Conversion Disorder (Functional Neurological Symptom Disorder), with Attacks or Seizures (F44.5): All 4 DSM-5-TR criteria met. Positive clinical signs of functional non-epileptic seizures confirmed by video-EEG. Two-year duration. Episode frequency 2-4/month. Psychosocial context: onset 1 month after sexual assault (undisclosed). Treatment: (1) Deliver diagnosis using positive language ('your brain is producing real seizures through a functional mechanism, not epilepsy'). (2) Taper antiepileptic medications. (3) CBT for functional seizures (seizure management, trigger identification). (4) Trauma-focused therapy for undisclosed assault. (5) Physical rehabilitation for weakness.

Teaching Points

  • DSM-5-TR renamed and reconceptualized this disorder to emphasize POSITIVE diagnostic criteria (Criterion B: clinical findings of incompatibility) rather than the absence of medical disease. This is a 'rule-in' diagnosis, not a 'rule-out' diagnosis. The positive signs (forced eye closure, asynchronous movements) are reliable clinical indicators.
  • How the diagnosis is communicated to the patient is itself a therapeutic intervention. Use positive, non-stigmatizing language: 'Your seizures are real — your brain is producing them through a functional mechanism different from epilepsy. This is a recognized, treatable condition.' Avoid: 'Your seizures are fake/not real/psychosomatic/in your head.'
  • Antiepileptic medications should be tapered and discontinued once PNES is diagnosed. Continued AED use exposes the patient to side effects without benefit and communicates that the clinician does not believe the functional diagnosis.
  • Functional neurological disorders are common in neurological practice.

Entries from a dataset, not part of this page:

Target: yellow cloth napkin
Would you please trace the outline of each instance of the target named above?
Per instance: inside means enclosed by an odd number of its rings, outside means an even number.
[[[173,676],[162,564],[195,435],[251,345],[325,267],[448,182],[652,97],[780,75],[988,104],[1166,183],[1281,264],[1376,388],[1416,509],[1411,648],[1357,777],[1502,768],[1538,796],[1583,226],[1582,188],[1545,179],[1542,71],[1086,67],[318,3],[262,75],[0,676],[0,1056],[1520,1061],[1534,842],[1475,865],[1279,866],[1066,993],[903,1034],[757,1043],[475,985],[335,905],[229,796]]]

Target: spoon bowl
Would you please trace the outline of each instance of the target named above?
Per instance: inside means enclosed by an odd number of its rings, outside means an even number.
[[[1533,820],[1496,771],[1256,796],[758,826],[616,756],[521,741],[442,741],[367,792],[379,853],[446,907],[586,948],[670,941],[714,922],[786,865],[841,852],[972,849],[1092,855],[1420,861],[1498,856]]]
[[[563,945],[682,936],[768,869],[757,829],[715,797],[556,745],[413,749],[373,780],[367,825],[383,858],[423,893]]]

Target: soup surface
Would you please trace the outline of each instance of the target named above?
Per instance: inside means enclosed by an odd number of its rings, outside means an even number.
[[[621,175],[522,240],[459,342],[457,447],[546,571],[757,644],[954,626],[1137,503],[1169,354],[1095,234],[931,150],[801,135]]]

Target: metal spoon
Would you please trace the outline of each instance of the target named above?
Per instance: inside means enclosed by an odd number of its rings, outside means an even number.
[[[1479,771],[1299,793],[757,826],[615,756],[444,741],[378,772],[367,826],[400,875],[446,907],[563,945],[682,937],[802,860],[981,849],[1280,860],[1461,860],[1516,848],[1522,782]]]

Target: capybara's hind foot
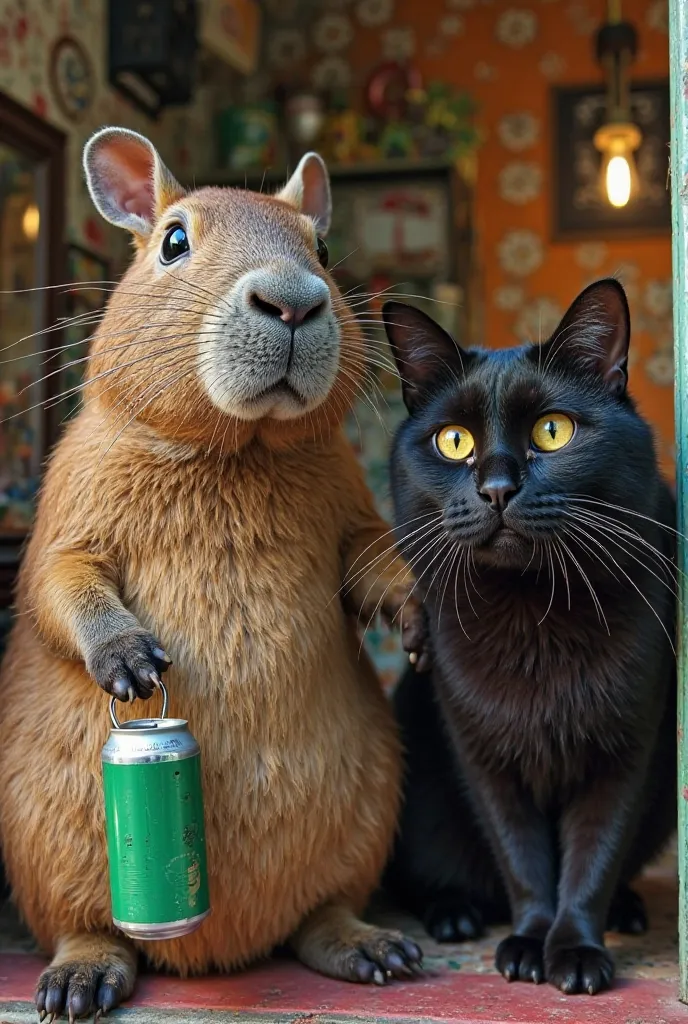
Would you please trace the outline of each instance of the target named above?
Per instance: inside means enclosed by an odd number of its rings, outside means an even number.
[[[39,1020],[99,1017],[127,999],[136,981],[136,953],[125,939],[70,935],[61,939],[36,987]]]
[[[307,967],[330,978],[384,985],[420,969],[423,954],[401,932],[364,924],[346,906],[328,904],[314,911],[291,944]]]

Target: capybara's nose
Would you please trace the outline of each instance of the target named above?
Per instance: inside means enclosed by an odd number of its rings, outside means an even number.
[[[266,316],[279,317],[280,320],[284,320],[285,324],[292,324],[294,327],[298,327],[304,320],[313,319],[319,313],[323,313],[326,306],[326,300],[320,297],[300,306],[291,306],[286,302],[271,302],[259,291],[251,293],[249,302]]]
[[[281,320],[292,329],[327,313],[330,290],[321,277],[296,265],[256,271],[244,284],[244,299],[254,312]]]

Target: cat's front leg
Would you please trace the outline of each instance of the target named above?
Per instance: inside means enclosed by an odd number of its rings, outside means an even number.
[[[642,806],[636,767],[598,778],[564,810],[557,916],[545,944],[547,980],[567,994],[609,988],[614,961],[604,946],[609,907]]]
[[[550,822],[511,772],[470,771],[487,831],[506,883],[512,933],[495,964],[507,981],[545,979],[545,937],[556,908],[556,866]]]
[[[344,555],[344,594],[347,607],[364,627],[381,615],[401,630],[401,642],[418,671],[430,667],[427,620],[414,593],[410,566],[396,550],[392,532],[379,520],[366,523],[349,539]]]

PNES accounts for a significant proportion of referrals to epilepsy monitoring units. Early accurate diagnosis prevents years of unnecessary AED exposure and repeated emergency department visits.
  • Trauma history is present in a significant proportion of patients with functional neurological disorders, but is NOT required for the diagnosis. DSM-5-TR explicitly removed the requirement for a psychological stressor. The diagnosis is made on positive clinical signs, irrespective of whether a stressor is identified.